IDC Indonesia melaporkan mayoritas perusahaan di Indonesia belum menerapkan teknologi digital untuk jangka panjang. Hal itu dibuktikan dari survei IDC terhadap 100 perusahaan dari 16 industri berbeda pada tahun lalu.
Hasilnya, hanya 30,8 persen responden yang sudah menerapkan teknologi digital secara jangka panjang atau digitally determined.
Dari 30,8 persen responden, hanya 2,5 persen yang sudah mengubah model bisnisnya dengan mentransformasi pasar dan konsumen dengan teknologi digital. Sisanya, masih berada di tahap integrasi berkelanjutan.
Di luar 30,8 persen responden, ada perusahaan-perusahaan yang belum menerapkan teknologi secara berkelanjutan. Kebanyakan dari mereka melibatkan transformasi digital di dalam strateginya untuk jangka pendek.
Head of Operations IDC Indonesia Mevira Munindra mengatakan industri perbankan menjadi salah satu responden yang paling potensial dalam menerapkan transformasi digital.

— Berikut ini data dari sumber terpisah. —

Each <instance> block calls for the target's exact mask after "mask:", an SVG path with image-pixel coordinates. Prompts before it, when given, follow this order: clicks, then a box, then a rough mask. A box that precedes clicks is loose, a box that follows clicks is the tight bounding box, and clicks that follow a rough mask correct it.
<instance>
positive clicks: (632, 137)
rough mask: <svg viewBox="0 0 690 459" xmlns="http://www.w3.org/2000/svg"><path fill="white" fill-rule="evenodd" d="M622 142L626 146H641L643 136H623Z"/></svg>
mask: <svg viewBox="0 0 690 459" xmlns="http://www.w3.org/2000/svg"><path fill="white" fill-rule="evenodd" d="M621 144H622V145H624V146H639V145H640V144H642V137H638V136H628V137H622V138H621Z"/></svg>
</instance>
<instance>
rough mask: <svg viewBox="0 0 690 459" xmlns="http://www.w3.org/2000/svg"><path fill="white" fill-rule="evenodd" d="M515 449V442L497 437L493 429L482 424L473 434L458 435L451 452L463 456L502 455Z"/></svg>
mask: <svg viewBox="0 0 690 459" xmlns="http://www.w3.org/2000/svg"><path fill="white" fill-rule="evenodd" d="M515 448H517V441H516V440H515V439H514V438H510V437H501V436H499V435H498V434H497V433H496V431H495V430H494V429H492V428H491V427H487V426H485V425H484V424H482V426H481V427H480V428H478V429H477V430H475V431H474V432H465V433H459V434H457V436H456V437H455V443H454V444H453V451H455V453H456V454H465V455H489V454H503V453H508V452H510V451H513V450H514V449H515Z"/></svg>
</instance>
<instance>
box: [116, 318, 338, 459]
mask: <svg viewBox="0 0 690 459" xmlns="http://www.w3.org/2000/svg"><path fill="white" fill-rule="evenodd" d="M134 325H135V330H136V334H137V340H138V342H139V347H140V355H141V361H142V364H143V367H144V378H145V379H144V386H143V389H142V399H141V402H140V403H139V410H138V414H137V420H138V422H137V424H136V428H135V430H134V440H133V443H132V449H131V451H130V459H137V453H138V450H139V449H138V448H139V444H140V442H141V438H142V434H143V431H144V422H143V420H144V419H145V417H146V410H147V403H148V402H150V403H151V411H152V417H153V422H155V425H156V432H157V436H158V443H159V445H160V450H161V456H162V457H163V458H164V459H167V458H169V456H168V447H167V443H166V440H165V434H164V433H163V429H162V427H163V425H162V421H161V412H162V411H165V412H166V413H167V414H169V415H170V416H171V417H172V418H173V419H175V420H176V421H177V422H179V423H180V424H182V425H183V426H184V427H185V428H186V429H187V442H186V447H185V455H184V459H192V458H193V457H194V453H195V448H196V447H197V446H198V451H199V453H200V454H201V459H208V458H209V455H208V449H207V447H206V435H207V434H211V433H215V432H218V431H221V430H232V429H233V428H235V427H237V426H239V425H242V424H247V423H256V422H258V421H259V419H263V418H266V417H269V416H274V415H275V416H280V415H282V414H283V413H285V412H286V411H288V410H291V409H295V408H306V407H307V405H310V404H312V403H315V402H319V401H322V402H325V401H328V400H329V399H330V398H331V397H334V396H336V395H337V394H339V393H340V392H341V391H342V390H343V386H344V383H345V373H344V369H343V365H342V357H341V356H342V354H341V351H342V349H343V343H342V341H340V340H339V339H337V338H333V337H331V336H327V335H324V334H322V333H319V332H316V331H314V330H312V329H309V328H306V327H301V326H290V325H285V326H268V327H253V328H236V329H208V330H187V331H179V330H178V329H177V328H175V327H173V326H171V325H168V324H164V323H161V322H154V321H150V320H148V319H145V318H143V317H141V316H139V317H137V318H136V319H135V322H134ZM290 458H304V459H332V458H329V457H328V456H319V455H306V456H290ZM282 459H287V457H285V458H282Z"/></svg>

"Ketika bicara tentang digital transformation, ketika (para perusahaan) berkompetisi untuk menciptakan hal baru, maka itu pasti akan membutuhkan digital determination, yaitu suatu karakteristik yang dimiliki oleh suatu perusahaan untuk transform," ujarnya.
Mevira mengatakan perusahaan yang tergabung dalam digitally determined memiliki beberapa kriteria, salah satunya strategi digital yang menyatukan aspek teknologi informasi dengan digitalisasi.
"Digital transformation itu adalah corporate strategy. Jadi, salah satu elemen yang kami lihat dimiliki oleh digitally determined enterprise adalah one single corporate strategy," kata Mevira.
Selain itu, perusahaan yang digitally determined juga telah melakukan investasi jangka panjang, memberikan informasi mengenai transformasi digital ke manajemen, serta memiliki platform digital tunggal yang mengintegrasikan seluruh unit bisnisnya.
"Ini (digitally determined) masih belum ditemukan di banyak perusahaan di Indonesia," pungkasnya.
Aplikasi Tumbuh 15 Persen
IDC memperkirakan bahwa jumlah pengembang aplikasi di Indonesia akan tumbuh sebesar 15 persen pada 2024 mendatang karena makin banyaknya institusi-institusi yang memberikan edukasi mengenai pengembangan aplikasi.
Salah satunya adalah Apple Developer Academy di Green Office Park, BSD City, Tangerang Selatan yang diresmikan tahun lalu. Ini merupakan akademi pengembang aplikasi perdana yang didirikan Apple di Asia Tenggara.
Dalam menghadirkan sekolah bagi para developer di Tanah Air, perusahaan asal Cupertino tersebut menggandeng Universitas Binus.
Perguruan tinggi swasta ini berperan sebagai penyalur awal talenta-talenta muda yang akan belajar membuat aplikasi di sana.
Selain itu, ada juga sekolah coding Binar Academy. Kebetulan, mereka juga membuka kampus barunya di BSD City pada Desember 2018 lalu.
Kehadiran kampus baru Binar Academy di kawasan BSD City menyusul keberadaannya di lokasi lain yakni Yogyakarta. Binar Academy juga sudah melatih komunitas digital di Bandung, Batam, Semarang, Kupang, dan Ambon.
"Perusahaan digital seperti Bukalapak juga sudah mulai masuk kepada ranah pelatihan pengembang aplikasi dan membuka banyak development house di Jakarta, Jogja, Bandung," ujar Mevira di Jakarta.
"Dengan banyaknya transformasi, dengan banyaknya inovasi-inovasi baru, pasti jumlah developer itu juga akan bertambah, dan tentunya akan banyak sekali inisiatif-inisiatif baru dari pemerintah yang juga kami lihat akan terus menambah jumlah developer," pungkasnya.